Scrap Your Type Applications
I just ended an always-fun call with @sweirich with a nice little idea to try out: scrap some type applications.
Important Note: I have not re-read Barry Jay and @simonpj's Scrap Your Type Applications in preparation here. Just cheekily re-using their inspiring title.
The key observation is this: Suppose we have a data constructor K :: forall a b. ty1 -> ty2 -> ty3 -> T a b
(no existentials, context, or equalities yet, though they can be accommodated, too, as we'll see). If you know that K
is applied to all of its term-level arguments e1
, e2
, and e3
with known types, then, depending on the shape of ty1
, ty2
, and ty3
, you can often know the type of the applied data constructor. Examples:
(,) e1 e2 :: Tuple2 typeof(e1) typeof(e2)
Just e :: Maybe typeof(e)
(:) e1 e2 :: List typeof(e1)
ReaderT f :: ReaderT r m a
where (r -> m a) = typeof(f)
This does not always work, of course. Examples:
[] :: List ???
Nothing :: Maybe ???
Proxy :: Proxy ???
MkT e1 e2 :: T ??? typeof(e2)
(where MkT :: F a -> b -> T a b and F is a non-injective type family)
Powered by this observation, I propose the following:
- Introduce a new constructor for
Expr b
,ConApp :: DataCon -> [Type] -> [Expr b] -> Expr b
. This constructor is used to represent saturated data constructor applications. - For every data constructor, we do an analysis of its type variables: those that are scrappable (that is, can be deduced from the type of term-level arguments) and those that are mandatory. ("required" is taken) Scrappable type variables are ones that appear in an injective position in at least one term-level argument type.
- The types supplied in a
ConApp
are only the mandatory ones. - The
DataCon
datatype will contain a new fielddcGetTypeParameters :: [Type] -> [CoreExpr] -> [Type]
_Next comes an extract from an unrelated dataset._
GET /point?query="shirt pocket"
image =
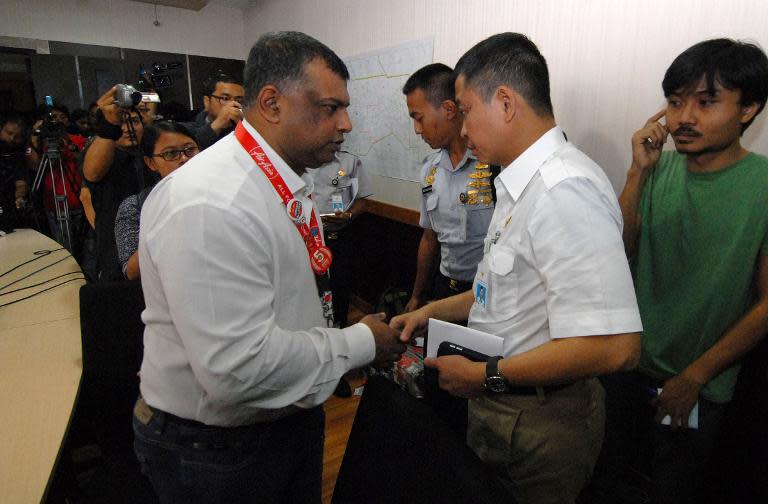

that, given the mandatory type arguments and the expression arguments, figures out the scrappable type parameters. This field will be used inexprType
.
This plan seems relatively simple, both to describe and to implement. The new ConApp
form could, at first, be used in the bodies of data constructor wrappers, but we could look for other spots to introduce it -- perhaps in the simplifier. Note that (for now, at least) there would be no invariant saying all saturated data constructors are ConApp
s; there doesn't seem to be a concrete advantage to such a requirement. And this approach does not deal with intervening casts, which would remain as App
chains.
For (4), we would have to do some matching. But, actually, the function to get the type parameters could always be some kind of extraction function that would e.g. get the r
, m
and a
out from r -> m a
. If we determine that using the pure matcher is too slow, we could always write some custom code to produce the dcGetTypeParameters
function.
What do we think? Is it worth trying this as an experiment?